HIV advocates translate academic research into 'plain speak'
Three Australian HIV advocates all living with HIV have undertaken a Knowledge Translation project to help the Australian HIV community better understand complex health information.
Research carried out by healthcare professionals and academics can often be misinterpreted or misunderstood by the public.1 Knowledge Translation (KT) projects take academic papers and translate them into resources that help people understand specific and often complicated research. Whilst KT is common practice internationally, in Australia it is mostly unknown.
The project — led by Beau Newham, Heather Ellis and Anthony McCarthy — focused on translating research on the unmet needs of people living with HIV in Australia into a series of short TikTok videos, memes and newspaper articles.
The project focused on ensuring important health messages were more likely to be understood by relevant communities and highlighting the role that person-centred care can play in improving health outcomes for people living with HIV, especially as they age.

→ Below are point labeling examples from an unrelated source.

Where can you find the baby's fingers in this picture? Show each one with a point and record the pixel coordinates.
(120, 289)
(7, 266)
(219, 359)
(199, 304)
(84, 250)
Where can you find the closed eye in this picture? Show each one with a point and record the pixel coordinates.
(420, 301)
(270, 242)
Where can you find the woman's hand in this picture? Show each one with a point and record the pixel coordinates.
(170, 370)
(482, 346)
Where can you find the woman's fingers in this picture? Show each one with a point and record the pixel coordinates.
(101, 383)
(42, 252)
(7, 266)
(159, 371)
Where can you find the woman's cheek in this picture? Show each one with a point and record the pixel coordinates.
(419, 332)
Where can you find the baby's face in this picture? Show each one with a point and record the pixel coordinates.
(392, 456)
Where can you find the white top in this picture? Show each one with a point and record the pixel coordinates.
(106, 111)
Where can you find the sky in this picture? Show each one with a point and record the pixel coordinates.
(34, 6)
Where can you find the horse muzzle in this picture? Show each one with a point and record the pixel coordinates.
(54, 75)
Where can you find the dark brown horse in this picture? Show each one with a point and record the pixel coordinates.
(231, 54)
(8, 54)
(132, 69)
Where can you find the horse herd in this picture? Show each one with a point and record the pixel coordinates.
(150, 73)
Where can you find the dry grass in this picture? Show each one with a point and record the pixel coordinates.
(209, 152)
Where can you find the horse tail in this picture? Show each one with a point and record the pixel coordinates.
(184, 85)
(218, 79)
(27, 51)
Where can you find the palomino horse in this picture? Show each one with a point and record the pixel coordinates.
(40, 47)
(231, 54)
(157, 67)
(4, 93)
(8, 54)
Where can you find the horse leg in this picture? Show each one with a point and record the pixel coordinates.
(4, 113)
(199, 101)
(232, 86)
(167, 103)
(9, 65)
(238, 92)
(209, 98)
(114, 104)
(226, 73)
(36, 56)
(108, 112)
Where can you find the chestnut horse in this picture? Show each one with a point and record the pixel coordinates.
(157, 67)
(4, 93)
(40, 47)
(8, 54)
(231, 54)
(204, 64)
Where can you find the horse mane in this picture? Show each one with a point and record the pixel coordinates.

Brent Allan, one of the authors of the academic paper, proposed the KT exercise after seeing the success of similar projects overseas.
“The outcome of this Knowledge Translation by Anthony, Beau and Heather has far exceeded all expectations. What we have done here in Australia can be considered the ‘gold standard’ of KT globally. This is where community advocates are partnered with manuscript authors to co-create a translation of an academic paper that everyone understands.” they said.
Anthony McCarthy, an HIV community advocate said that by translating complex data into easy-to-understand content we can help empower people living with HIV.
“Translating important findings from key academic papers into accessible language, and using engaging visual media such as videos, memes and gifs to capture attention, has helped educate, inform and ultimately empower people living with HIV,” McCarthy said.
Beau Newham, HIV community advocate and key contributor to the project, believes that KT projects are the natural next step once research is published.
“The publication of academic papers is not the end point of research. All authors and the community should better invest their time and efforts in comprehensive KT projects such as this one.”
Heather Ellis, Communications and Engagement Coordinator at Positive Women Victoria and HIV community advocate, said she hoped this example of KT will also be adopted by other health sector groups.
“There is so much academic research out there, but so much of this valuable information is often lost as it is not accessible to everyone, especially those from culturally diverse backgrounds,” she said.
Ann Maccarrone, Community Engagement and Partnerships Manager at ViiV Healthcare Australia, believes that it is crucial that people living with HIV have access to clear and easy-to-understand information about HIV and their health. The project was funded by ViiV Healthcare and The National Association of People with HIV Australia (NAPWHA).
“Providing people living with HIV with access to up-to-date information about their health is vital in ensuring they can play an active role in their treatment and care journey. Findings from the Positive Perspectives survey showed that those more engaged in their care reported more favourable health outcomes.2 Knowledge Translation projects are designed to help equip people living with HIV with easy-to-understand scientific information and empower them to advocate for themselves and their quality of life,” Maccarrone said.
References:
Thomas, A., et al., 2014. Applications of social constructivist learning theories in knowledge translation for healthcare professionals: a scoping review. Implementation Science, 9(1), pp.1-20.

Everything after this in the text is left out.